5. Check for Data Issues

  • Are there outliers or unphysiological values in your data?
  • Are there very few observations at late time points, making quantile estimation unstable?

6. Plot and Interpret

After running the VPC, use vpc_plot to visualize the results:

using Pumas, AlgebraOfGraphics, CairoMakie

plt = vpc_plot(vpc_result)

Summary Table

Issue Solution/Check
Negative quantiles Use proportional/combined error model
Poor fit at late times Refine model, check parameter estimates
Outliers/unstable quantiles Adjust bandwidth, clean data
Heterogeneous design Try prediction correction

If you try these suggestions and still see negative quantiles, please provide more details about your model structure and error model.

2 Likes

Hi Vijay,

Thank you for your quick response! I followed your suggestions, but I’m still seeing negative quantiles in the VPC output. To provide better context, here are some details about my model:

Error model: dv ~ @. Normal(cp, sqrt(σ_add^2 + (σ_prop * cp)^2))

My model includes an oral lead-in followed by a long-acting injectable.

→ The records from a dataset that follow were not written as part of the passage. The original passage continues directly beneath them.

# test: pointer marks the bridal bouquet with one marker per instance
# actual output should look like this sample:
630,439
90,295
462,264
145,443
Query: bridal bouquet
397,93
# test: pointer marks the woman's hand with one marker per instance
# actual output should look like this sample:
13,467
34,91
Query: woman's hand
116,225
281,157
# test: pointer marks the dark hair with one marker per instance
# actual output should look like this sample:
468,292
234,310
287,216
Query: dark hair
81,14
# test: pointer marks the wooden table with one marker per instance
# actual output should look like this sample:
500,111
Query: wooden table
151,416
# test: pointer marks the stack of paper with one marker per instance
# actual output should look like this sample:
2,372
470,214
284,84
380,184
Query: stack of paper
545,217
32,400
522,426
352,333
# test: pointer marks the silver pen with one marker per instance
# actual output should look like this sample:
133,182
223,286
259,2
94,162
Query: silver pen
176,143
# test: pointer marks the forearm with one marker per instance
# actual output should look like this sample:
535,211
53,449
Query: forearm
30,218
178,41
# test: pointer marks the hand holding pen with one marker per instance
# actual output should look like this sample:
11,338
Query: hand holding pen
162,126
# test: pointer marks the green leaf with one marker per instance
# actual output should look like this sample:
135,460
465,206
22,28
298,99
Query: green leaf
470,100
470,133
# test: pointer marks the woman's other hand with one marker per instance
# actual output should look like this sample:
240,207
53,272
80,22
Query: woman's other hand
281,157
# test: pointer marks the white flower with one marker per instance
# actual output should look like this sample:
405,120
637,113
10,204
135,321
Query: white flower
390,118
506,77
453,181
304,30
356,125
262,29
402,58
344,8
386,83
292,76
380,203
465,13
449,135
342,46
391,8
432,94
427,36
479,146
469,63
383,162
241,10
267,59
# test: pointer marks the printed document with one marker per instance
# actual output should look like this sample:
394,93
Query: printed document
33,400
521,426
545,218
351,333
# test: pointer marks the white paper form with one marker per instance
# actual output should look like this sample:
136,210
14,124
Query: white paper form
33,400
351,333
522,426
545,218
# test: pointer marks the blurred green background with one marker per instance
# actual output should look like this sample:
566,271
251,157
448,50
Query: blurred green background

The observed dataset used for model fitting includes five injections and the extended tail phase.

I noticed the tutorial includes a section on plotting Time After Dose, and I’m wondering if filtering the data by time might improve the VPC. Specifically, the negative quantiles appear toward the tail end of the time period. Would it be more appropriate to generate separate VPCs for the injection and tail phases rather than combining them in a single plot?

Thank you!

Em

Would it be more appropriate to generate separate VPCs for the injection and tail phases rather than combining them in a single plot?

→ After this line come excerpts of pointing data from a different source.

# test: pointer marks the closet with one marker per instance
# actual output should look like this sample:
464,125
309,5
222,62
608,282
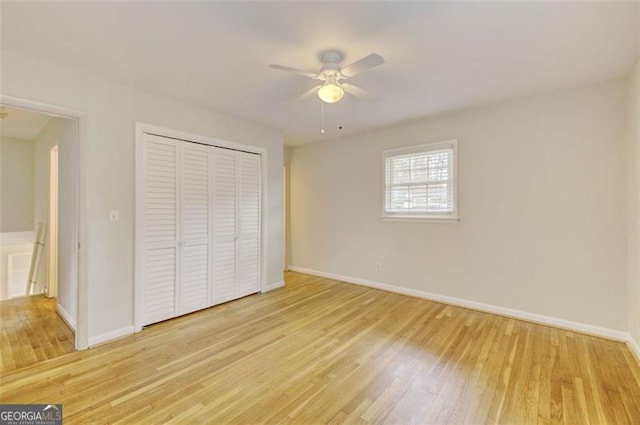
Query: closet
197,227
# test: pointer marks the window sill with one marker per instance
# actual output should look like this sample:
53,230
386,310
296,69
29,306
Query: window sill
421,219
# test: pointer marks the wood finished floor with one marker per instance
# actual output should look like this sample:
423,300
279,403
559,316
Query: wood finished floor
321,351
31,331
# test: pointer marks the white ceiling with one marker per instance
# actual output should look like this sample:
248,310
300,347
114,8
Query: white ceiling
440,55
22,124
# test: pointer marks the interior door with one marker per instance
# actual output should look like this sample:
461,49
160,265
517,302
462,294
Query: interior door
248,240
160,206
194,287
224,220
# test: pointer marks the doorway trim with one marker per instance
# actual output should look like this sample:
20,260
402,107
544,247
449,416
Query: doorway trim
52,286
79,222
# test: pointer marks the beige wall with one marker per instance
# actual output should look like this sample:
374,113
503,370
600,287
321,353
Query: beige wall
16,185
541,201
112,110
61,132
633,232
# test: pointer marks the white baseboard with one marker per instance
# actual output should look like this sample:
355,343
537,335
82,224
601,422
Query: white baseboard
473,305
273,286
66,317
106,337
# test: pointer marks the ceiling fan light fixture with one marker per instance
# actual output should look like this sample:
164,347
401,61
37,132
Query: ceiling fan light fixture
330,92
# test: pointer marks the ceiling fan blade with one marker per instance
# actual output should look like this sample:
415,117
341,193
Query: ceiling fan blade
297,71
363,64
310,93
358,92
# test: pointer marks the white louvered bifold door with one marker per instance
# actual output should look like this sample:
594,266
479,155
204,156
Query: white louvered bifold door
194,293
199,212
160,206
248,243
224,224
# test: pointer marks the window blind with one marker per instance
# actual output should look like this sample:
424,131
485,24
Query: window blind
420,180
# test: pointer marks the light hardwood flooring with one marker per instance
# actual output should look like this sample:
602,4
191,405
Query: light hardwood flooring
31,331
321,351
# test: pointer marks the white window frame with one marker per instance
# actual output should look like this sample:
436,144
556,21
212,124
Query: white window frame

No, I don’t think you should do that. One thing that you can do is to change this error model slightly

dv ~ @. Normal(cp, sqrt(σ_add^2 + (σ_prop * abs(cp))^2)) # notice the `abs()`

Try using this both for fitting and then the vpc call and let us know what happens.

Further, since you said it is over 5 doses, you may want to try covariates = [:tad] in the vpc call so that the plot show concentration vs time after most recent dose rather than time since first dose.

2 Likes

After adjusting the error model to

dv ~ @. Normal(cp, sqrt(σ_add^2 + (σ_prop * abs(cp))^2))

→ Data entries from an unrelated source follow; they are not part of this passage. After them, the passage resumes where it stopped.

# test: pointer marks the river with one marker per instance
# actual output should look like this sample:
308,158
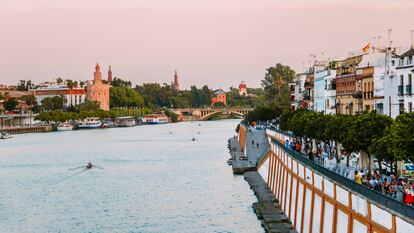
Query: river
154,179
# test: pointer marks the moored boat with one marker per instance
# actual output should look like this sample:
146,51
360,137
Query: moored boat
155,119
5,135
127,121
90,123
64,127
107,124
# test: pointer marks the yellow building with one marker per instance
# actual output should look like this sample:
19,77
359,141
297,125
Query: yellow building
98,91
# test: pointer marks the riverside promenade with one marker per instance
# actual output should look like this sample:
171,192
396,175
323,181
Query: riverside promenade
247,151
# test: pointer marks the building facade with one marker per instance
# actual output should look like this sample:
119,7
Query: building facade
330,91
348,98
319,91
72,96
219,97
307,100
399,90
175,84
98,91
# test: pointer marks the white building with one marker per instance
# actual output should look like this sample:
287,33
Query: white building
330,92
297,89
71,96
398,85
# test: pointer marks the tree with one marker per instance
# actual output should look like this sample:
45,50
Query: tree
53,103
30,100
125,97
362,132
276,84
11,104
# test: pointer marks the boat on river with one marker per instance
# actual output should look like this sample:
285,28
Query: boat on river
64,127
5,135
153,119
90,123
127,121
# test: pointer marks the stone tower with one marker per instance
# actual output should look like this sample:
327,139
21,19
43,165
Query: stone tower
176,85
96,90
97,75
110,74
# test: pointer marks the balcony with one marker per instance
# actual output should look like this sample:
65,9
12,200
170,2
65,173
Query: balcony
400,90
306,97
357,94
408,90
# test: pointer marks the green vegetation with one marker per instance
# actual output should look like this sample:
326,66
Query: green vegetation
172,115
125,97
273,99
276,85
369,132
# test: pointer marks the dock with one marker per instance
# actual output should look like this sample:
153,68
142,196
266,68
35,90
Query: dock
27,129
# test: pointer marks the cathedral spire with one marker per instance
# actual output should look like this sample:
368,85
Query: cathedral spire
110,74
176,85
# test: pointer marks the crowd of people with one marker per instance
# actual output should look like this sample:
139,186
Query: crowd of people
399,188
402,189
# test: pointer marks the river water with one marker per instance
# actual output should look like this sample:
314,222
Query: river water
154,179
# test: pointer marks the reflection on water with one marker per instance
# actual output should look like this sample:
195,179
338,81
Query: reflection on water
151,181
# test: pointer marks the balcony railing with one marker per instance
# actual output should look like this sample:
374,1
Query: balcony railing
400,90
357,94
370,194
408,90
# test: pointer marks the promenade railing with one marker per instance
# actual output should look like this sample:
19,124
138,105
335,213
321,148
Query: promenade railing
372,195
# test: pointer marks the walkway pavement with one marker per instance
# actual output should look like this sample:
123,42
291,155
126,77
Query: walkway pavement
256,144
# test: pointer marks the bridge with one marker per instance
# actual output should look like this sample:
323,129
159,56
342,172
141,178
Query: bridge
199,114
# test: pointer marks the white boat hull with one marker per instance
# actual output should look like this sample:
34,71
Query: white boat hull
64,128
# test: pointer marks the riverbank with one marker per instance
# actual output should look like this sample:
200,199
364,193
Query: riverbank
152,181
267,208
247,150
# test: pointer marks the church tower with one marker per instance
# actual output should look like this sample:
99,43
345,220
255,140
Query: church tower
110,74
98,91
176,85
97,75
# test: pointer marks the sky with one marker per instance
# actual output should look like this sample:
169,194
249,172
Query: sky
213,42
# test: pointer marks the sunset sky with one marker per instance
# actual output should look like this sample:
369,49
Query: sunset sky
213,42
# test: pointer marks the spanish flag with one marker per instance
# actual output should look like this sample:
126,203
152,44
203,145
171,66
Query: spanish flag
366,48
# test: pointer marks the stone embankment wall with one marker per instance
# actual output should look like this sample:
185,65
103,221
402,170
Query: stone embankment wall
316,203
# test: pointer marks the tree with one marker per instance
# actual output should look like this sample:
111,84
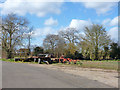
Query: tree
115,51
50,42
71,35
95,38
13,28
106,52
28,37
38,50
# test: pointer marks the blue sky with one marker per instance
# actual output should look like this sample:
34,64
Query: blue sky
49,18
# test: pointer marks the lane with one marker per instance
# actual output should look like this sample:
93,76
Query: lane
18,75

and updating the vpc as shown:

vpc_result = vpc(
  han_tail_model_fit;
  samples = 100,
  observations = [:dv],
  quantiles = (0.1, 0.5, 0.9),
  level = 0.95,
  prediction_correction = true,
  covariates = [:tad],
  bandwidth = 3,
  smooth = true)

I am still getting negative values - for instance, the tenth percentile values at the end of the tail look like this:

            τ     tad      lower        middle      upper
   6 │     0.1   5544.0  -0.298716    -0.200965   -0.10568
   7 │     0.1   7392.0  -0.322153    -0.231757   -0.147717
   8 │     0.1   9408.0  -0.354302    -0.238082   -0.142191

Thank you again for your support!!!

1 Like

Update:

The TAD was a helpful addition to the VPC. However, the negative quantiles persisted after adjustment to the error model. I am trying to figure out if the problem lies within the model or the VPC function itself.

I created a minimal cap (vpc_tad_df.lower .= max.(vpc_tad_df.lower, 0.05), so I could visualize it. The VPC with the set minimum is attached below.

Any insight would be helpful. Thank you and I look forward to hearing your thoughts!

1 Like

Sorry for the late response, Emily. Can you tell me what is the final estimate of your error model parameters, the proportional and additive parts?

I think it’s not super surprising that your values could be negative with an additive or a combined error model. You are assuming that your observations follow a central tendency of cp and then there is gaussian noise of sqrt(σ_add^2 + (σ_prop *abs(cp))^2). Of course, if cp is close to 0 the last part goes to zero as well, but you will always have positive probability of negative quantities, even small sigma_add.